Résumé Tips for Every Stage of Your Career
No matter whether you’re a new grad or a top executive, applying for jobs can be stressful. You only have a few seconds to make an excellent impression with your résumé. It’s understandable if you find yourself with writer’s block!
Résumé Tips for Every Career Stage
Two Rules for Every Résumé
As you’ll see, your career stage makes a big difference in how you structure your résumé. Keep these two fundamental rules in mind at all times to keep your résumé from going straight into the trash can.
- Proofread: Typos and grammatical errors are literally the worst. I’ve seen an applicant misspell her own name in her cover letter. She didn’t land an interview.
- Tailor your résumé to the job: You should absolutely put together the best basic résumé you can, but tweak it to highlight strengths that fit the job most closely.
Entry Level
You’re looking for your first job after college, or even after high school. Just because you don’t have much (or any) work experience yet doesn’t mean you can’t show your best skills. Many of these guidelines apply to any résumé, but especially when you’re first starting out.
- Skip buzzwords: You say you’re “innovative.” So did the other 37 applicants who read that companies love “thought leaders.” Not feeling so innovative anymore, right?
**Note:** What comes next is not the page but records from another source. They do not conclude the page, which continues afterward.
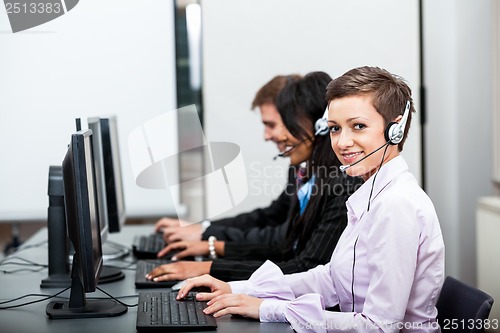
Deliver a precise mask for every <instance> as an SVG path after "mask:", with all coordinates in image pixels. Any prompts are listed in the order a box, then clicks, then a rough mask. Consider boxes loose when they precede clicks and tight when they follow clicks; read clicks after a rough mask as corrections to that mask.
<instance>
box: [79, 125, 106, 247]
mask: <svg viewBox="0 0 500 333" xmlns="http://www.w3.org/2000/svg"><path fill="white" fill-rule="evenodd" d="M89 129H91V130H92V136H91V137H90V139H91V141H92V157H93V161H94V170H95V178H96V182H95V185H96V188H97V206H98V210H99V224H100V226H101V242H105V241H106V240H107V239H108V233H109V220H108V202H107V193H106V178H105V174H104V173H105V170H104V156H103V149H102V136H101V126H100V123H99V120H98V119H97V121H94V122H92V123H91V122H90V121H89ZM77 130H80V129H78V128H77Z"/></svg>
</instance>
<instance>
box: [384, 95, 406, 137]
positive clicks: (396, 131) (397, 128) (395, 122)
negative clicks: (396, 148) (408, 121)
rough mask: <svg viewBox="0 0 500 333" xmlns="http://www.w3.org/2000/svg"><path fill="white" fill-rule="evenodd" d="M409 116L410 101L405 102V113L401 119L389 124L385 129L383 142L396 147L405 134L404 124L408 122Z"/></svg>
mask: <svg viewBox="0 0 500 333" xmlns="http://www.w3.org/2000/svg"><path fill="white" fill-rule="evenodd" d="M409 114H410V101H407V102H406V107H405V111H404V112H403V118H401V120H400V121H399V123H396V122H394V121H393V122H390V123H389V124H388V125H387V128H386V129H385V132H384V136H385V140H386V141H387V142H388V143H389V144H390V145H397V144H399V143H400V142H401V141H403V136H404V133H405V128H406V122H407V121H408V115H409Z"/></svg>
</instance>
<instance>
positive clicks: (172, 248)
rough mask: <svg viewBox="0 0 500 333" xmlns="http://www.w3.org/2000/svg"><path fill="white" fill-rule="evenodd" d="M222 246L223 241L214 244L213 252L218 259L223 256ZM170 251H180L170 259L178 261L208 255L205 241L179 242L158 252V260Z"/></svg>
mask: <svg viewBox="0 0 500 333" xmlns="http://www.w3.org/2000/svg"><path fill="white" fill-rule="evenodd" d="M224 244H225V242H223V241H215V242H214V246H215V252H216V253H217V256H219V257H223V256H224ZM172 250H181V251H180V252H178V253H177V254H175V255H174V256H173V257H172V260H180V259H183V258H185V257H190V256H208V254H209V251H208V242H207V241H199V242H193V241H179V242H174V243H171V244H169V245H167V246H165V247H164V248H163V249H162V250H161V251H160V252H158V258H161V257H163V256H164V255H166V254H167V253H168V252H170V251H172Z"/></svg>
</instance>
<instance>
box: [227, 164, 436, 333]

Avoid cliché terms and concentrate on showing experience that proves you have what it takes.
- Focus on your education: You don’t have as many work accomplishments to show, so unpack the background you do have. You can list leadership in clubs, courses that relate to the job, and academic accomplishments (six semesters on the Dean’s List? Add it!).
- Reread the job description: Employers are offering you the key to what they want. If they ask for an “organized team player with great communication skills,” you can pick out three clear skills they want to see.
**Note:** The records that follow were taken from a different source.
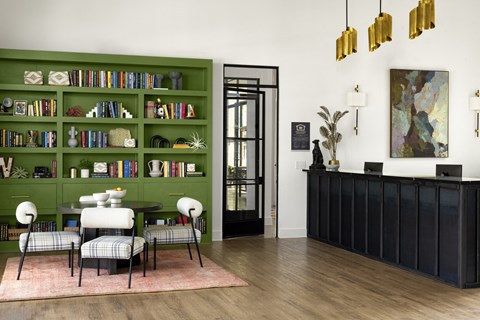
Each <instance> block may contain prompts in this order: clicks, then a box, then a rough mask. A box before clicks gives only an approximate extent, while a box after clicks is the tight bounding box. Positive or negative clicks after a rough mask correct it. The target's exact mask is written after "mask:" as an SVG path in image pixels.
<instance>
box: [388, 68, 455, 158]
mask: <svg viewBox="0 0 480 320" xmlns="http://www.w3.org/2000/svg"><path fill="white" fill-rule="evenodd" d="M448 91H449V85H448V71H424V70H401V69H391V70H390V157H392V158H446V157H448Z"/></svg>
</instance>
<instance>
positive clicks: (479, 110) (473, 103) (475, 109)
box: [469, 90, 480, 138]
mask: <svg viewBox="0 0 480 320" xmlns="http://www.w3.org/2000/svg"><path fill="white" fill-rule="evenodd" d="M469 105H470V110H473V111H475V112H476V114H477V127H476V129H475V133H476V134H477V138H478V133H479V128H478V126H479V115H478V114H479V112H480V90H477V92H475V97H470V103H469Z"/></svg>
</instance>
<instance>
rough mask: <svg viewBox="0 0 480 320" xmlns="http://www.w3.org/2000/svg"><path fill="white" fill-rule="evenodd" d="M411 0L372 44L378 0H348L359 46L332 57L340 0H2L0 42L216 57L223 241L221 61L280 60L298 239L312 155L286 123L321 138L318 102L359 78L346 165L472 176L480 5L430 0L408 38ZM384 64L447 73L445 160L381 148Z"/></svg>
mask: <svg viewBox="0 0 480 320" xmlns="http://www.w3.org/2000/svg"><path fill="white" fill-rule="evenodd" d="M416 5H417V1H416V0H412V1H383V10H384V11H385V12H388V13H390V14H391V15H392V16H393V28H394V31H393V37H394V39H393V41H392V42H391V43H386V44H384V45H382V47H381V48H380V49H379V50H377V51H376V52H373V53H369V52H368V48H367V28H368V26H369V25H370V24H371V23H372V22H373V20H374V18H375V16H376V15H377V14H378V3H377V2H376V1H368V2H367V1H364V0H351V1H349V6H350V13H349V22H350V25H351V26H353V27H355V28H356V29H357V30H358V33H359V34H358V41H359V43H358V53H356V54H354V55H352V56H349V57H347V58H346V59H345V60H344V61H342V62H336V61H335V39H336V38H337V37H338V36H339V35H340V33H341V31H342V30H343V29H344V28H345V2H344V1H339V0H335V1H334V0H288V1H287V0H261V1H259V0H243V1H227V0H203V1H198V0H197V1H195V0H175V1H172V0H169V1H166V0H137V1H135V2H132V1H126V0H102V1H98V0H82V1H75V2H73V1H65V0H43V1H31V0H2V1H0V12H2V17H3V19H2V25H3V27H2V28H1V29H0V46H1V47H4V48H15V49H34V50H55V51H74V52H94V53H117V54H138V55H155V56H175V57H197V58H212V59H214V110H215V111H218V112H214V115H215V116H214V119H213V121H214V127H213V130H214V135H213V136H214V137H215V141H214V142H213V150H214V157H213V159H214V163H213V168H215V169H214V174H213V180H214V183H213V184H214V190H213V200H214V207H213V209H214V212H213V214H214V221H213V223H214V226H213V229H214V230H213V233H214V238H215V239H221V197H220V192H221V185H222V181H221V169H220V168H221V165H222V164H221V159H222V157H221V156H220V155H221V152H222V150H221V145H222V140H221V135H222V134H223V132H222V115H221V113H220V110H221V109H222V90H221V88H222V64H223V63H236V64H258V65H272V66H279V67H280V130H279V131H280V136H279V139H280V148H279V153H280V161H279V197H278V200H279V206H278V215H279V216H278V219H279V220H278V223H279V235H280V237H299V236H305V234H306V230H305V224H306V217H305V210H306V195H305V194H306V193H305V192H306V186H305V183H306V175H305V173H303V172H302V171H301V170H296V169H294V162H295V160H306V161H307V164H310V163H311V158H312V157H311V153H310V152H292V151H291V150H290V123H291V122H293V121H310V122H311V127H312V132H311V133H312V139H314V138H319V137H320V135H319V133H318V127H319V126H320V125H321V124H322V122H321V121H320V118H319V117H318V116H317V115H316V112H317V111H318V106H320V105H325V106H327V107H329V108H331V109H334V110H335V109H345V107H344V106H345V102H346V101H345V100H346V93H347V92H348V91H350V90H351V89H353V87H354V86H355V85H356V84H359V85H360V88H361V90H362V91H364V92H367V93H368V105H369V107H368V108H366V109H362V110H361V111H360V132H359V135H358V136H355V134H354V131H353V124H354V121H355V120H354V112H351V113H350V114H349V115H348V116H347V117H346V118H344V119H343V120H342V122H341V123H340V130H341V131H342V132H343V133H344V141H342V143H341V144H340V145H339V150H338V154H337V157H338V159H339V160H340V161H341V167H342V168H348V169H360V168H362V166H363V162H364V161H368V160H369V161H383V162H384V170H386V171H397V172H405V173H414V174H422V175H431V174H433V172H434V165H435V163H437V162H442V163H462V164H463V165H464V174H465V175H467V176H480V166H478V165H476V162H477V159H478V158H479V155H480V148H479V144H480V139H476V138H475V136H474V132H473V130H474V126H475V121H474V114H473V113H472V112H470V111H469V110H468V98H469V97H470V96H472V95H473V93H474V91H475V90H476V89H478V88H480V79H479V77H478V74H479V71H480V70H479V69H480V64H479V63H478V62H477V61H478V55H479V52H480V50H479V49H480V44H479V41H478V36H477V35H476V34H475V31H476V30H478V25H479V23H480V20H479V19H477V13H478V12H479V9H480V3H479V2H478V1H475V0H457V1H448V0H437V1H436V4H435V5H436V24H437V27H436V28H435V29H433V30H430V31H425V32H424V33H423V34H422V35H421V36H420V37H419V38H417V39H415V40H409V39H408V13H409V11H410V10H411V9H412V8H413V7H414V6H416ZM7 26H8V27H7ZM391 68H406V69H431V70H447V71H449V72H450V131H449V137H450V141H449V143H450V157H449V158H448V159H442V160H437V159H411V160H405V159H390V158H389V134H390V133H389V132H390V127H389V121H390V118H389V117H390V114H389V69H391ZM352 111H353V110H352ZM323 154H324V156H325V157H327V154H328V153H327V152H325V151H324V152H323Z"/></svg>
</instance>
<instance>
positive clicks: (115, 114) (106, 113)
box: [95, 101, 125, 118]
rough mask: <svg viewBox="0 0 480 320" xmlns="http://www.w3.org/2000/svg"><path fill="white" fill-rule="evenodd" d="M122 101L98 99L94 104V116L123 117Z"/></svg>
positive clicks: (97, 117)
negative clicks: (94, 108) (109, 100)
mask: <svg viewBox="0 0 480 320" xmlns="http://www.w3.org/2000/svg"><path fill="white" fill-rule="evenodd" d="M124 111H125V110H124V108H123V103H122V102H118V101H99V102H97V105H96V112H95V118H123V117H124Z"/></svg>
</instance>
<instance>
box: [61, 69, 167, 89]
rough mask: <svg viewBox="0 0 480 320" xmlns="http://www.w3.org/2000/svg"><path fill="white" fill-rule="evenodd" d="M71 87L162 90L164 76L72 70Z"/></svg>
mask: <svg viewBox="0 0 480 320" xmlns="http://www.w3.org/2000/svg"><path fill="white" fill-rule="evenodd" d="M69 77H70V85H71V86H74V87H90V88H94V87H95V88H120V89H124V88H127V89H153V88H160V86H161V82H162V79H163V76H162V75H156V74H150V73H148V72H129V71H105V70H72V71H71V72H70V73H69Z"/></svg>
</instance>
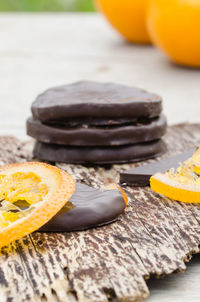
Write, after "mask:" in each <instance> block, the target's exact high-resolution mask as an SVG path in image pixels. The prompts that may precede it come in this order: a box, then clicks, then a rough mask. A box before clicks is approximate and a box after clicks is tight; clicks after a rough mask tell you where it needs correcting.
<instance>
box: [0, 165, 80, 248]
mask: <svg viewBox="0 0 200 302" xmlns="http://www.w3.org/2000/svg"><path fill="white" fill-rule="evenodd" d="M74 190H75V180H74V178H73V177H72V176H71V175H69V174H68V173H66V172H64V171H62V170H60V169H58V168H56V167H54V166H51V165H48V164H45V163H39V162H27V163H22V164H13V165H8V166H5V167H1V168H0V199H1V205H0V247H3V246H5V245H7V244H9V243H10V242H12V241H14V240H16V239H19V238H21V237H23V236H25V235H28V234H30V233H31V232H33V231H35V230H37V229H39V228H40V227H41V226H42V225H44V224H45V223H46V222H47V221H49V220H50V219H51V218H52V217H53V216H54V215H55V214H56V213H57V212H58V211H59V210H60V209H61V208H62V207H63V206H64V205H65V203H66V202H67V201H68V200H69V199H70V197H71V196H72V194H73V193H74ZM24 205H25V207H24Z"/></svg>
- Keep it to one page: A long résumé comes across as sloppy or pompous. Not a great first impression.
Associate Level
- Focus on achievements: Employers love seeing results. Numbers are a valuable résumé addition. How many people you led, page views on your viral article, sales percentages, and other stats demonstrate your measurable contribution to your company.
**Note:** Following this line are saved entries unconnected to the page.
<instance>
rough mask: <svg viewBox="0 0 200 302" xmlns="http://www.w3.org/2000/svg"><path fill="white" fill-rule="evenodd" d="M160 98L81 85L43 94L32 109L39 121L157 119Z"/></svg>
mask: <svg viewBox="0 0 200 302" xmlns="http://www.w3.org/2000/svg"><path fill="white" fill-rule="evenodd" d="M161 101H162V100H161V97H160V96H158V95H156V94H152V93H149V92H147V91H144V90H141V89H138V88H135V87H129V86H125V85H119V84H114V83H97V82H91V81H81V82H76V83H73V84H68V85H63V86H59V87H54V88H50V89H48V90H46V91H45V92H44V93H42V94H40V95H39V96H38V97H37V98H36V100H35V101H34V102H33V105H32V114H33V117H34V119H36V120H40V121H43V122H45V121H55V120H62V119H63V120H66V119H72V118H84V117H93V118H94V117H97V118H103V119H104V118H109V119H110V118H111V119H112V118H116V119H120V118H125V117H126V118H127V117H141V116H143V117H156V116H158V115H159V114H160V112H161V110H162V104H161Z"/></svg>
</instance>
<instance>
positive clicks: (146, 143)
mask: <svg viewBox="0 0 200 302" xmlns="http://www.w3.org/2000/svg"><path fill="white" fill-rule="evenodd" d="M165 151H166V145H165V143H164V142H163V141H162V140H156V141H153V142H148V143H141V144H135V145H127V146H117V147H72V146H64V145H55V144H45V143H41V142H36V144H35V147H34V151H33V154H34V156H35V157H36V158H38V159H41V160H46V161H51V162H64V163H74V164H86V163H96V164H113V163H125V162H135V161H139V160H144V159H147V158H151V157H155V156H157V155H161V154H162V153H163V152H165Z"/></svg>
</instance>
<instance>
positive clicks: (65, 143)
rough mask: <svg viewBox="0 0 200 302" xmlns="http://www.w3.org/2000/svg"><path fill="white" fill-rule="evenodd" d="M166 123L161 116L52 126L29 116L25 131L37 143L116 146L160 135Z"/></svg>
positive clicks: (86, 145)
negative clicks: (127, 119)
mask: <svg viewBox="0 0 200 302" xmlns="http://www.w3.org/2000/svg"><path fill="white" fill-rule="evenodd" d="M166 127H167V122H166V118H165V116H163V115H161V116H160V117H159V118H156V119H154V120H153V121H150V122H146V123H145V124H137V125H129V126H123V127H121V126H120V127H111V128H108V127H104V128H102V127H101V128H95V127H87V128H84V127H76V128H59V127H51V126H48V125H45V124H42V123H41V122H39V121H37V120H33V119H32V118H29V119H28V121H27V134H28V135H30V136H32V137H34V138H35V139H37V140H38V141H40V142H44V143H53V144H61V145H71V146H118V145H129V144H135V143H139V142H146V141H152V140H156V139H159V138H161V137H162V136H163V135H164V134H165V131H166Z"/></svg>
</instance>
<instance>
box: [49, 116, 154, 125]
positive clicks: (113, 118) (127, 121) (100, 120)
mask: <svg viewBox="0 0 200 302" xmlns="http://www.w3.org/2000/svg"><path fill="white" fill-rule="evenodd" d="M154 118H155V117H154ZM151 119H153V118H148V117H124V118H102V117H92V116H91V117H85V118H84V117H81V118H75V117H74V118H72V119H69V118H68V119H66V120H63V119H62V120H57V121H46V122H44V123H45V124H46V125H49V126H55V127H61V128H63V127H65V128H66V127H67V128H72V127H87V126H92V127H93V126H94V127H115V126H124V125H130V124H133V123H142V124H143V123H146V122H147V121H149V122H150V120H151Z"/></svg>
- Use strong verbs: Wrote, led, implemented, created, and managed are worth way more than “did.” If you don’t have access to numbers to measure your achievements, clear language can also highlight your experience in a concrete way.
- Swap education for competencies: You can still list your degree, university, and graduation year, with a quick note about any particular honors. But by now, you’ve demonstrated professional skills employers want to hear about. Your “Core Competencies” is a bullet list of your essential qualifications (e.g., customer service, HTML, Photoshop). Imagine the hiring manager is filtering a search for the ideal employee. Then add as many of the relevant skills as you can.
- Add hyperlinks: Link the companies you worked for and any online recommendations or articles mentioning you or projects you worked on intensively. It makes background research easier for employers.
Senior/Executive Level
- Add a professional profile: An “objective” isn’t necessarily helpful early in your career (there’s only so much you can dress up “I need a job”), but it’s a worthwhile introduction now. A few lines that mention your position, years in the role, relevant professional attributes, and your most impressive accomplishment command attention.
- Focus on leadership: At this point in your career, you likely spend as much time managing lower-level employees as you do completing projects (if not more). Demonstrating your ability to lead a team, and even guide the strategic business decisions for the company, is essential.
- Add achievements section: It’s getting unwieldy to balance job descriptions, achievements, and timelines on one page. A “Demonstrated Achievements” section lets you pick and choose the best moments throughout your career. You can strip your job chronology down to company, role, and dates worked below that section.
- Consider adding a second page: A highly distinguished career gets challenging to fit on one 8.5 x 11. If you’re torturing yourself deciding which successes to cut, go ahead onto page 2. If your experience is exciting, quantifiable, and relevant to the new position, hiring directors will be impressed enough to keep reading.
I hope these résumé tips are useful in your job search. Good luck!